Simon’s death also had a financial impact on his mother and father. Even though they were pensioners, they did their part to help Sam give some extras to Ash and Josh. And with Simon being a young child, his parents would miss out on the support he had intended to provide as their care needs increased.
Why were they unprepared?
While the cost of life insurance is the most common reason somebody gives for not taking out suitable cover, Simon’s failure to protect his family was resulting from a blend of circumstances.
Feeling healthy and strong, he envisioned living a long life. That is regardless of accidents and suicide being the most common causes of death throughout the key parenting years. And while he wasn’t the only one who viewed insurance as unnecessary, with a demanding profession it was simply not something Simon thought too seriously about.
What might have been?
Partnering up, taking out a mortgage. Having kids. Every one of those occasions must have triggered a silent voice in Simon and Sam’s heads telling them: “Get life insurance”. And with each critical change in their circumstances, that whispering voice must have piped up: “review your life insurance policy”.
Why? Well, the apparent response is that this may have allowed Simon to depart the family with sufficient funds available to repay the mortgage, cover private schooling charges through to the end of high school and provide an ongoing income to fulfil regular living expenses.

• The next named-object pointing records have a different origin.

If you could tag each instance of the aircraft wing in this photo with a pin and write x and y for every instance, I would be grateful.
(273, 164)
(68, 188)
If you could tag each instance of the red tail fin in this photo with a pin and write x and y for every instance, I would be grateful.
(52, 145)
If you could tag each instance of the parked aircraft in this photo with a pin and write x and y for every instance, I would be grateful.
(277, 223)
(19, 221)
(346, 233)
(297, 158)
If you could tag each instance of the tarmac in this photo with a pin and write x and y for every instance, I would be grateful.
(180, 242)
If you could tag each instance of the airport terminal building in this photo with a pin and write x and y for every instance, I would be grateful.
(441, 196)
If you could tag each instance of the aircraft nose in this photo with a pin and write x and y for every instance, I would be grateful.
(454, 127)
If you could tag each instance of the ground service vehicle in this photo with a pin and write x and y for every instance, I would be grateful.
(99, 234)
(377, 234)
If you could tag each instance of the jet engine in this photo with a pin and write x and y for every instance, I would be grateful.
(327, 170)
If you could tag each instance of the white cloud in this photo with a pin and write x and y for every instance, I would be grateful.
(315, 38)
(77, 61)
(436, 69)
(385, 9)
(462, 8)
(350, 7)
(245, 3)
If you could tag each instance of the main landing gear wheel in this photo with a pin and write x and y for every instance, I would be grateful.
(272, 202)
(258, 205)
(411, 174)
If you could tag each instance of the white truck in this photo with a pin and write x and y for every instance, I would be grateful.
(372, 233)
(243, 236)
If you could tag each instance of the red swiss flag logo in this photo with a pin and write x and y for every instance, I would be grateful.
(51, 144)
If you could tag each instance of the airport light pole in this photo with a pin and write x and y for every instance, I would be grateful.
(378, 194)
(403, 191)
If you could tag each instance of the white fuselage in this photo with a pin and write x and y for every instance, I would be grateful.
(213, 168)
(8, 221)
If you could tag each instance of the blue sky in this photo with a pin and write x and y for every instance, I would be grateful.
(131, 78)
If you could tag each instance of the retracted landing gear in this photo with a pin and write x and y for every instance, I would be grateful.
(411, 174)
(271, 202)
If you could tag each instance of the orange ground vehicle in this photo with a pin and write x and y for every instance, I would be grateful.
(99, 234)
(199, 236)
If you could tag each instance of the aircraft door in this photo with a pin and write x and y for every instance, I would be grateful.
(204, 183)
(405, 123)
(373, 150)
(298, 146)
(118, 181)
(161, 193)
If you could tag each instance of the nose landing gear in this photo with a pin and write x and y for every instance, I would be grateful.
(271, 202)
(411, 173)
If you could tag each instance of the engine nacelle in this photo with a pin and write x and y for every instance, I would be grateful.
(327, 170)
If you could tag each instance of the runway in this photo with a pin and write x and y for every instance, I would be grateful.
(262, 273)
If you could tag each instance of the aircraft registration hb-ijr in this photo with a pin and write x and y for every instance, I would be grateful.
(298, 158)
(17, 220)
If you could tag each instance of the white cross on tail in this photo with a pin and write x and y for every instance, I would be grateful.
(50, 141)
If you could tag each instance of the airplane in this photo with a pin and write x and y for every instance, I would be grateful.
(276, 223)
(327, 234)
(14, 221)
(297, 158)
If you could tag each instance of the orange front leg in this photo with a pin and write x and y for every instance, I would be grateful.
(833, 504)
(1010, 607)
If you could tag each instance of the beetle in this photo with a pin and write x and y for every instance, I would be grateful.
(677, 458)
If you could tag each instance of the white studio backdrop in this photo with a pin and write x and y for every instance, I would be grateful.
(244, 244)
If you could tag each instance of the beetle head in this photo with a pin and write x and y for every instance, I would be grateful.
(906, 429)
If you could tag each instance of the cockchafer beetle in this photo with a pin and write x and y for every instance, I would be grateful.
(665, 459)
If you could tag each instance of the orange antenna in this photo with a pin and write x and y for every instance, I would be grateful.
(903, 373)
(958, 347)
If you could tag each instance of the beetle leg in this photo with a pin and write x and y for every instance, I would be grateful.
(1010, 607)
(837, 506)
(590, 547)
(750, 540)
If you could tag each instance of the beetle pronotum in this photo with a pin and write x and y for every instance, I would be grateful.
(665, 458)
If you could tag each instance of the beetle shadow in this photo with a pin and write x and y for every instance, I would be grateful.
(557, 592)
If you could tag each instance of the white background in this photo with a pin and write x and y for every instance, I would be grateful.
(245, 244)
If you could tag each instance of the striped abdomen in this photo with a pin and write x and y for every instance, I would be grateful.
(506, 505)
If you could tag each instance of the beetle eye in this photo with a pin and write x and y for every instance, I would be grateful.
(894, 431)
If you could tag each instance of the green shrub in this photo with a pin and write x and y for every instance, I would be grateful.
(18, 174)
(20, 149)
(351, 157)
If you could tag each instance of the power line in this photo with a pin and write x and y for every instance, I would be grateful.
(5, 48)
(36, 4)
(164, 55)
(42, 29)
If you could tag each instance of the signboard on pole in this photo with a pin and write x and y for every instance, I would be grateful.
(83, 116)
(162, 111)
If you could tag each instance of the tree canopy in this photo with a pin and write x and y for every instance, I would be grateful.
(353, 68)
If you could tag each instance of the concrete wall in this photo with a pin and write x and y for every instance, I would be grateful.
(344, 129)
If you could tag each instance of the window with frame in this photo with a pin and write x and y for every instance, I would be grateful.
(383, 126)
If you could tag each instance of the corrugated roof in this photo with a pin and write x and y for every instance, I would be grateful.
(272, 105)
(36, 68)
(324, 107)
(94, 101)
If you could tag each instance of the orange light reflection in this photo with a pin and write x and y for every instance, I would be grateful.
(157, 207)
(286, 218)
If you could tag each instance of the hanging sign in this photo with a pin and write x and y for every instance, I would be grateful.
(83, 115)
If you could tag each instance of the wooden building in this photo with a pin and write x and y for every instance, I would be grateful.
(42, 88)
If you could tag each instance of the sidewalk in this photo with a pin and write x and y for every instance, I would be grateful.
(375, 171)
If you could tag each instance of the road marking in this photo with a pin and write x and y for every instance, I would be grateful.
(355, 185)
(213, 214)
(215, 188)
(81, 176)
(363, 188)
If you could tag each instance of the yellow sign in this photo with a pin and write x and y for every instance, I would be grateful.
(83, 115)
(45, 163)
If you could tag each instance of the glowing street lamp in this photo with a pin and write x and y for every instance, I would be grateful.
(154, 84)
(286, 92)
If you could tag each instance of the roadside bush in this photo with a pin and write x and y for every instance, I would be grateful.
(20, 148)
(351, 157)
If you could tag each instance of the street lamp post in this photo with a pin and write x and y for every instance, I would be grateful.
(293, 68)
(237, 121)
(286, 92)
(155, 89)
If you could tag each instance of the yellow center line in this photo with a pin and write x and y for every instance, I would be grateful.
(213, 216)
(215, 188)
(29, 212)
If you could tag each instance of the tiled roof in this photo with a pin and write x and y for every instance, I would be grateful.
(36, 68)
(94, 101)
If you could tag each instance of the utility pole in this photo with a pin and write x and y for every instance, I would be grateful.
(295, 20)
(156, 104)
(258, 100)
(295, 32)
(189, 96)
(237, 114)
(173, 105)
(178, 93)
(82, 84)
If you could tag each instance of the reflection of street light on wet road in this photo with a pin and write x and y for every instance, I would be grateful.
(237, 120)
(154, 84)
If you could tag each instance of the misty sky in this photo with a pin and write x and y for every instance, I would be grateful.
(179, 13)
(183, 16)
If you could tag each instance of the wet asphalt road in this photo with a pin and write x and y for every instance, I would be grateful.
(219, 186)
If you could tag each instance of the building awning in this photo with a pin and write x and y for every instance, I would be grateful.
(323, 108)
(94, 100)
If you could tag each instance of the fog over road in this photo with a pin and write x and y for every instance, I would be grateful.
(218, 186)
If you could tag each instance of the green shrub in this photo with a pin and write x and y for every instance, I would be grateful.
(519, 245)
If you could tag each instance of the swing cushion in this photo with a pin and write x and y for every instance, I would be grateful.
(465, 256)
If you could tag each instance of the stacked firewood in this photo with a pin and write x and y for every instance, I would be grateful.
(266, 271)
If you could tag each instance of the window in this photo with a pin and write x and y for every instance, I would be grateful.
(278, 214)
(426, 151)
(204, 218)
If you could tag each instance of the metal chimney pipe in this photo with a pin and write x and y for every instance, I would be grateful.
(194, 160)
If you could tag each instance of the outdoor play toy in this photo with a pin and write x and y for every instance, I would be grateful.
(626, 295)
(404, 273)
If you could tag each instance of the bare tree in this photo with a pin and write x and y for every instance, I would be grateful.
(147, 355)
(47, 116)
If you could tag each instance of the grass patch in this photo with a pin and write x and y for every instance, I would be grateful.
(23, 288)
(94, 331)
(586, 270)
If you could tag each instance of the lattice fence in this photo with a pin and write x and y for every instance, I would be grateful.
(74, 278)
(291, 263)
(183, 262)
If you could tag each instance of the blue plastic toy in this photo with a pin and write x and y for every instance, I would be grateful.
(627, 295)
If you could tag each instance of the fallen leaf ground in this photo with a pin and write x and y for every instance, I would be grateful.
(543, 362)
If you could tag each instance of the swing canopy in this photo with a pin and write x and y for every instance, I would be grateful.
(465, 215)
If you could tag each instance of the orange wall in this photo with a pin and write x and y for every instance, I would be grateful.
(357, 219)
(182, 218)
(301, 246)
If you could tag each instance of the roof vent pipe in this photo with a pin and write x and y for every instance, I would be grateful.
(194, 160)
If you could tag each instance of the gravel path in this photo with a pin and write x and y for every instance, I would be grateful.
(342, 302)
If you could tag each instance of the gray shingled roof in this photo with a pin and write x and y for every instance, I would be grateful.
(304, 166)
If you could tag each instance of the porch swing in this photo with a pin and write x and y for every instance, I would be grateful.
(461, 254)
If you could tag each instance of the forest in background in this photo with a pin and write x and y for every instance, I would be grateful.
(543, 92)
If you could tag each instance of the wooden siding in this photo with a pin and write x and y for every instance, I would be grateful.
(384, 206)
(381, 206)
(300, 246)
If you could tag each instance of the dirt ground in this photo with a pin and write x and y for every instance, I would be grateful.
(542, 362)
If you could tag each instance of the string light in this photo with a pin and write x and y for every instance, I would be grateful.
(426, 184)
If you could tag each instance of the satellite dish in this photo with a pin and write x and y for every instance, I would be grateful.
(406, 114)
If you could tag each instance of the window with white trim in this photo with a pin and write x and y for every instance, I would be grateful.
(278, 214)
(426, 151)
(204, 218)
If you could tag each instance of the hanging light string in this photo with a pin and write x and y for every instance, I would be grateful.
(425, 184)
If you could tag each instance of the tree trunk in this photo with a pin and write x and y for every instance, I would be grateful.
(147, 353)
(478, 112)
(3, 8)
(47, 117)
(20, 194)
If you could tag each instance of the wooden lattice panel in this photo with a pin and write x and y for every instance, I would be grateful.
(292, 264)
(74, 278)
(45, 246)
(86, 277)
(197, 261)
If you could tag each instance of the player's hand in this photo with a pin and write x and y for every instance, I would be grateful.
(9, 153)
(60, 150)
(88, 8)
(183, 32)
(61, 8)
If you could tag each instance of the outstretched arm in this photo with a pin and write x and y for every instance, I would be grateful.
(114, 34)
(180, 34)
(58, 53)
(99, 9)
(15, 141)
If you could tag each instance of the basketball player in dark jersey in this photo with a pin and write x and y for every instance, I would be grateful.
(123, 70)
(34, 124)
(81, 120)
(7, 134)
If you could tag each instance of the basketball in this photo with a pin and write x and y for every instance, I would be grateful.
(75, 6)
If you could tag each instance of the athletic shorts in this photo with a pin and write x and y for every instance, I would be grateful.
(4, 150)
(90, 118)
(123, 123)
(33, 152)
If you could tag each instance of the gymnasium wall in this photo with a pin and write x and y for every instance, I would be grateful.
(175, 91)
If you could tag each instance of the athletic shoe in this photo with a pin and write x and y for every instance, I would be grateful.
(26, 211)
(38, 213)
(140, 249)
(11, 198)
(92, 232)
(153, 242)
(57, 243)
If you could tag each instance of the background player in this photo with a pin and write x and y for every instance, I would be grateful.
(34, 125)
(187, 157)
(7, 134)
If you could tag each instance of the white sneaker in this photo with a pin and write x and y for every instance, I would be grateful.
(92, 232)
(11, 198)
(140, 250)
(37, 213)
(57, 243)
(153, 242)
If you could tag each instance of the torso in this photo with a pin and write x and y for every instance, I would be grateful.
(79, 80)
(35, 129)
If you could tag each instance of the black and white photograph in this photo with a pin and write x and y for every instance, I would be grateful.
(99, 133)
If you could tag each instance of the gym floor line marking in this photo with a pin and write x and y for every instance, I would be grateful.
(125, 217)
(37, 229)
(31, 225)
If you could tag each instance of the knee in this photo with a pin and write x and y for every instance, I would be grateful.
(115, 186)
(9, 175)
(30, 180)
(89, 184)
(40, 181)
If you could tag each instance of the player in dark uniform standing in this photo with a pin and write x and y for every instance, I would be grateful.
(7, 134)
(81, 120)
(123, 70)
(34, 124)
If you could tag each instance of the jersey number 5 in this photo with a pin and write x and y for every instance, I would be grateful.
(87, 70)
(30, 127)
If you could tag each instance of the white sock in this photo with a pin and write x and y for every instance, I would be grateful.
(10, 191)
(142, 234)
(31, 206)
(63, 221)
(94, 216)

However, the fact is that it would have dramatically lowered the risks of Ash’s melancholy. It would have eased Josh’s sense of obligation to grow up fast, and relieved Sam of a huge burden. It might have helped keep Sam’s and the kids’ friendships alive and left Simon’s parents with the assurance that everybody was taken care of.
Making it occur
Life insurance coverage comes at a cost. And for sure, a better cover would cost a little more than a cheap one. It can be difficult, and it requires some cautious planning on a subject that many would rather avoid. As a whole, it’s one thing most people give no attention to.
However, life insurance is also especially critical, and there’s an art to getting the balance between cost and benefits just right. It is therefore imperative to seek the advice of a licensed financial adviser who thoroughly understands your individual circumstances. This adviser can present you with options and clarify the results of your selections.
Money alone cannot heal grief or fill the gaps created by the loss of a life partner or a parent; however, it can provide protection against a great deal of others’ pain. Death and disability usually strike without prior warning, and if, like 95% of Australian families, yours is underinsured, now is the right time to do something about it.